Pour celle qui se poseraient des questions je ne compte pas arrêter ma fic' malgré les longues abscences que j'ai.

Je rappelle à toutes celles qui n'auraient pas lue ma note que je n'ai pas de fréquence de publication. Alors si je ne donne pas de nouvelles, ne vous inquiétez pas - je n'abandonne en aucun cas ma fiction.

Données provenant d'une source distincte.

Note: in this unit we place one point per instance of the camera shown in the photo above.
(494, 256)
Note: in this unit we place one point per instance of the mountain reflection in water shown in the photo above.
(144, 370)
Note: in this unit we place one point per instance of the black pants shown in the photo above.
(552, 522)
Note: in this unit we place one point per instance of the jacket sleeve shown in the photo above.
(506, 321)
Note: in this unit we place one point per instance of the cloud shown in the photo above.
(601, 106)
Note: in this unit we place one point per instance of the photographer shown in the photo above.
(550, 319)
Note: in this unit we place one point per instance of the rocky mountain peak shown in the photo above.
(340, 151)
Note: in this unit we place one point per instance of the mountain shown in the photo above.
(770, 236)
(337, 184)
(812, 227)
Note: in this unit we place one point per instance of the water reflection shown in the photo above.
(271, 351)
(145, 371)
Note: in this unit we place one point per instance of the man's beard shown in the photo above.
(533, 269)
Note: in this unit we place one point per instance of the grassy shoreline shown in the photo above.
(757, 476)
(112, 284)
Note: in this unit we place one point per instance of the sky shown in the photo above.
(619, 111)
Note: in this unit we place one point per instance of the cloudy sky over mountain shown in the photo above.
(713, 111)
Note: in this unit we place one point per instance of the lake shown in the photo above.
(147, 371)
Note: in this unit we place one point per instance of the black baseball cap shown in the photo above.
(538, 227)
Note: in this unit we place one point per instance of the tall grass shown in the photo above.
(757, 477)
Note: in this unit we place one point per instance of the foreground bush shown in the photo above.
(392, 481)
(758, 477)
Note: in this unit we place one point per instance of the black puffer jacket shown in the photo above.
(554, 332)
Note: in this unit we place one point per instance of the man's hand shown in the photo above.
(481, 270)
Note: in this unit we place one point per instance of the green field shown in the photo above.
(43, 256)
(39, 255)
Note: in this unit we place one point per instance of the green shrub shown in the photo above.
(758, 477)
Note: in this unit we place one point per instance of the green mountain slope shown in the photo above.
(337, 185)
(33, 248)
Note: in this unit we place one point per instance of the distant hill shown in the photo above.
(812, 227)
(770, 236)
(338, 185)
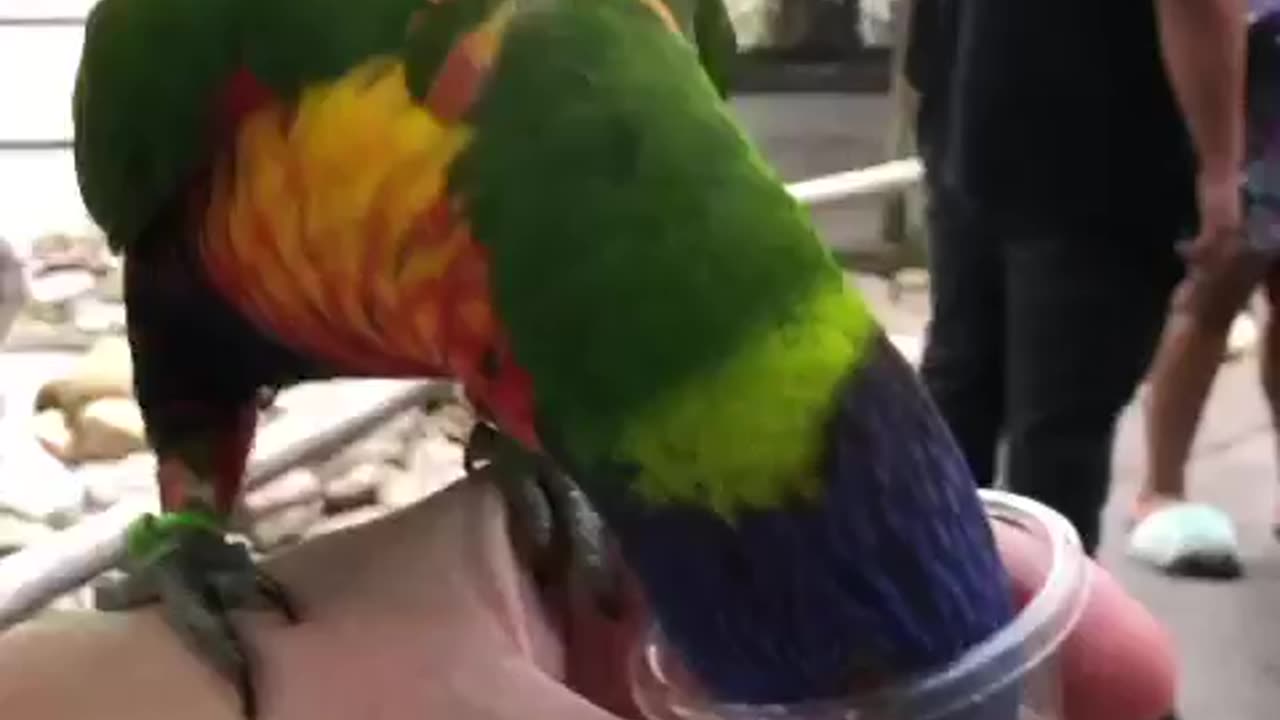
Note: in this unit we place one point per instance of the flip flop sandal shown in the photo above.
(1187, 540)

Je suis plutôt fière de mon chapitre et franchement j'espère qu'il vous plaira ! Bon ben, bonne lecture et on se retrouve en bas .

Bisous bisous !


Chapitre 8 : Jalousie, jalousie. Quand tu nous tiens !

Bella

Aujourd'hui était une des rares journées où le soleil acceptait de pointer le bout de son nez sur Forks - du moins, c'est ce que Leah m'avait dit.

Cette dernière était d'ailleurs surexcitée et ne cessait de sautiller partout.

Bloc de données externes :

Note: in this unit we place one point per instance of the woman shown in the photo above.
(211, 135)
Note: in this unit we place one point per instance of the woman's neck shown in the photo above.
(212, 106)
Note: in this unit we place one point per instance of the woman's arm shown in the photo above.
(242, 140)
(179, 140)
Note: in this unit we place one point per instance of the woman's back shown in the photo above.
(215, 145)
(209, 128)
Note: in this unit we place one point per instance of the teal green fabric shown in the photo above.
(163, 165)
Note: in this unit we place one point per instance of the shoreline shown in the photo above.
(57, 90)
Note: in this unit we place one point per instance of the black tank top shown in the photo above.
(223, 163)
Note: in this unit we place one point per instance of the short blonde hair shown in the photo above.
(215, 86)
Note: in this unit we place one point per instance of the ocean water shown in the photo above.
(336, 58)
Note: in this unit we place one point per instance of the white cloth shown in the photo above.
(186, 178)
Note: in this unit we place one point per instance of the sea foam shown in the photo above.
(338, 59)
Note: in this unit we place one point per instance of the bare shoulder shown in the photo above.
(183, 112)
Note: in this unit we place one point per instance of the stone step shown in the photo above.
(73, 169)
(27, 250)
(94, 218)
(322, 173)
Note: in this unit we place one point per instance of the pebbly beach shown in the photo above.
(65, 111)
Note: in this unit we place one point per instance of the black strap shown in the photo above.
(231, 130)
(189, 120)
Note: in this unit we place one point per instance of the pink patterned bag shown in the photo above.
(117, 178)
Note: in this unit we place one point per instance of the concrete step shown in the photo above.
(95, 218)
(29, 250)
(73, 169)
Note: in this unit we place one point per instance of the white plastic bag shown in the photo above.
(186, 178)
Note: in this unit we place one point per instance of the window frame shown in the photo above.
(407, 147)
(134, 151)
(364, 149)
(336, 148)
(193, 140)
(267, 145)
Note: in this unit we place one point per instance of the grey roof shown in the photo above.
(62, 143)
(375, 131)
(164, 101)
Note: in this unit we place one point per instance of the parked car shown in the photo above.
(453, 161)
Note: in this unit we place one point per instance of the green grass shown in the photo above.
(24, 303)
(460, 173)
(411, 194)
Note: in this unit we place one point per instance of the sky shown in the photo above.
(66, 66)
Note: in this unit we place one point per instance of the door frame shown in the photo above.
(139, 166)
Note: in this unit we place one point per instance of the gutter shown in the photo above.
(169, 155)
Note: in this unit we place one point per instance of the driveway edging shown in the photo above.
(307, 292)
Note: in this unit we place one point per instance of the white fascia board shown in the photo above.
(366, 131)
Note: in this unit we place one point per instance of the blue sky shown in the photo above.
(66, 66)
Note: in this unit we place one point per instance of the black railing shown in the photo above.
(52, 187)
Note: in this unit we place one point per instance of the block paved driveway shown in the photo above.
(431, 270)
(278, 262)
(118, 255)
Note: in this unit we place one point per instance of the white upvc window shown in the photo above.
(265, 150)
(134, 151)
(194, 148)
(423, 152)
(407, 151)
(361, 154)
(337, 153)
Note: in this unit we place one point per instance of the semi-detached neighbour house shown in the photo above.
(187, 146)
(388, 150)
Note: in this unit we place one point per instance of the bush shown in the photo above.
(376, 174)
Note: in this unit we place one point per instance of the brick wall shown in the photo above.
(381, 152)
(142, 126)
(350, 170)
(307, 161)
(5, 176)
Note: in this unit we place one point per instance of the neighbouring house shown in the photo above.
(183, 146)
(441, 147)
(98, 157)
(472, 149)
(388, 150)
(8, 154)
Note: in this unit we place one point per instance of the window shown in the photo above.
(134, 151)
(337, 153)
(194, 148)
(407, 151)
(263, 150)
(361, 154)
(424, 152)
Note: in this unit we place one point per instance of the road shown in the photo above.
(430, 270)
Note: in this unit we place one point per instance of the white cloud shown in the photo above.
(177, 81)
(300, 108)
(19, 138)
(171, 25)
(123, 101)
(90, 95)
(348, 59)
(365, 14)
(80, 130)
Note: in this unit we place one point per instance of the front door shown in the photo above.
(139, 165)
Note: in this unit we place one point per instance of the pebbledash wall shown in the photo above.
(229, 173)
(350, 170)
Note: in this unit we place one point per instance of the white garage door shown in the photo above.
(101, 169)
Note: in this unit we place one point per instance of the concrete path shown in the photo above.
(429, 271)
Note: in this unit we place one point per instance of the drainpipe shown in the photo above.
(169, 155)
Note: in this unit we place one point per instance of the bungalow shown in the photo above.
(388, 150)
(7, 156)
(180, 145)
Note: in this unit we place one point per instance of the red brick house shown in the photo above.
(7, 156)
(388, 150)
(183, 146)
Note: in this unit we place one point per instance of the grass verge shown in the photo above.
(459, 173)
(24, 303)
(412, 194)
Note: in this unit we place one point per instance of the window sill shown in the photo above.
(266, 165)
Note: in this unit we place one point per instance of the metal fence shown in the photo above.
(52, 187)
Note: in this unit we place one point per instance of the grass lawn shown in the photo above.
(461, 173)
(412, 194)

"Du soleil ! Du soleil ! On fait quoi aujourd'hui ? On va à la plage ? Alleeeeez ! S'il vous plaît, dites oui !"

Elle suppliait, agenouillée devant Seth et moi, toujours en pyjama.

"Si tu veux Leah, mais laisse moi au moins prendre ma tasse de café bordel de ..."

"Seth ! Surveille ton langage !"

Sue repassa sa tête par la fenêtre et repris son activité après avoir réprimandé son fils. Elle aussi profitait du beau temps pour s'occuper des quelques fleurs qu'elle essayait vainement de faire pousser dans son jardin, à l'arrière de la maison.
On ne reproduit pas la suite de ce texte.